Mrs Justice Collins Rice has handed down judgment in R (Chadwin & Ors) v Financial Services Compensation Scheme Ltd [2021] EWHC 2523 (Admin) in which Thomas Samuels successfully appeared for the Financial Services Compensation Scheme. The decision concerns a challenge to FSCS’s determination in relation to COBS 10.4.1R(1)(b), one of the three conditions required to be satisfied before a firm acting an execution-only basis can be exempted from the requirement to assess appropriateness under COBS 10. It is the first decision of any court in relation to the meaning and function of the provision.

The Judge concluded that it required “explicit information about the regulatory position in relation to the provision of a particular ‘service’ by a particular firm to a particular client” (at [23]).Documents such as the generalised marketing material in question, available both to clients and non-clients, were not sufficient to satisfy the requirement. At [33]:

“…the marketing document’s self-description as not itself providing individually tailored investment advice, and as warning that appropriateness will depend on each individual’s circumstances and that the power bonds may not be suitable for all investors… is simply not the same thing as telling the reader that any future transaction… will be undertaken… on the basis that [the firm] is not required as such (that is, ‘in the provision of this service’) to assess the appropriateness of that transaction – at any point or in any form – and that the investor will therefore not benefit in any way from the protection of the rules on assessing suitability.  The former is a description of the (non-)effect of a marketing communication on its readership at large; the latter is a statement of the (non-)applicability of specific legal entitlements in a client/provider relationship.  Deducing the latter from the former is a non-sequitur…”

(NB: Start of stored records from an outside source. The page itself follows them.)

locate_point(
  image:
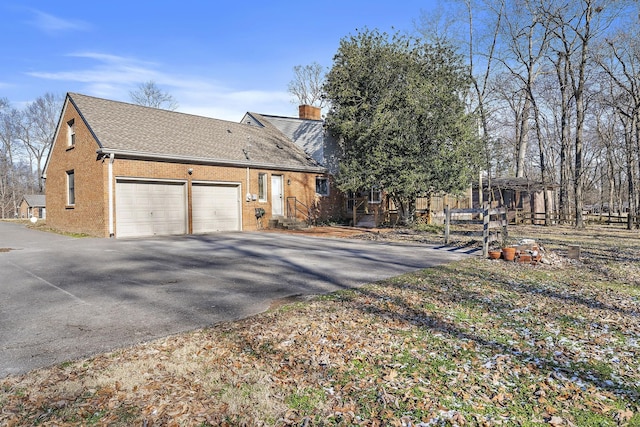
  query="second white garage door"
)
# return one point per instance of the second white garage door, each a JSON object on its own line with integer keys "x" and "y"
{"x": 150, "y": 208}
{"x": 215, "y": 208}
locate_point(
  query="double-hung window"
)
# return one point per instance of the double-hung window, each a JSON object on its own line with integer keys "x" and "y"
{"x": 322, "y": 186}
{"x": 375, "y": 195}
{"x": 71, "y": 188}
{"x": 71, "y": 133}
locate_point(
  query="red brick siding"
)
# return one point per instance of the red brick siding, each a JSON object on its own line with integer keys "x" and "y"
{"x": 297, "y": 184}
{"x": 88, "y": 215}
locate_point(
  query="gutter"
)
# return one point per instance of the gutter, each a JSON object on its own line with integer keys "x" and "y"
{"x": 208, "y": 161}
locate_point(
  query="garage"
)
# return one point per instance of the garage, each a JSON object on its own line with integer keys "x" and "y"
{"x": 145, "y": 208}
{"x": 215, "y": 207}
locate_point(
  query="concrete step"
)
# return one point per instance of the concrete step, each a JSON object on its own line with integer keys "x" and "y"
{"x": 367, "y": 221}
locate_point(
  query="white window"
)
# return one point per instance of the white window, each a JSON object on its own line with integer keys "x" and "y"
{"x": 71, "y": 188}
{"x": 322, "y": 186}
{"x": 71, "y": 133}
{"x": 262, "y": 187}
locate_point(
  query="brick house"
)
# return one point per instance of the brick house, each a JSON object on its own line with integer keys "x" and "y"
{"x": 123, "y": 170}
{"x": 308, "y": 132}
{"x": 33, "y": 206}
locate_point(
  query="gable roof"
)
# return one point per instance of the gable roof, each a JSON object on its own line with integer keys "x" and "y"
{"x": 134, "y": 131}
{"x": 35, "y": 200}
{"x": 308, "y": 134}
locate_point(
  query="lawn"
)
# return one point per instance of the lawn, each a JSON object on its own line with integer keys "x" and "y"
{"x": 477, "y": 342}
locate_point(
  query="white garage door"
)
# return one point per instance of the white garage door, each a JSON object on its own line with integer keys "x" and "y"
{"x": 215, "y": 208}
{"x": 150, "y": 208}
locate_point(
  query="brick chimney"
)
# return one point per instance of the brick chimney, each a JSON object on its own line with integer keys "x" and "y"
{"x": 309, "y": 112}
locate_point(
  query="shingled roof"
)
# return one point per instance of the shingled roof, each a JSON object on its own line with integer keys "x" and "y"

The Judge ultimately dismissed the claim in light of the application of s. 31(2A) of the Senior Courts Act 1981, which debars the Administrative Court from granting relief on a claim for judicial review if it is “highly likely” that the decision would have been the same irrespective of the alleged error. Applying the approach set out by the Court of Appeal in R (Goring-on-Thames Parish Council) v South Oxfordshire DC [2018] 1 WLR 5161, the Judge noted the causation issues faced by the claimants irrespective of the analysis on COBS 10.4.1R. She therefore concluded at [42]: “It appears to me in all these circumstances to be highly likely that the outcome for the Claimants would not have been substantially different if the ‘conduct complained of had not occurred’.”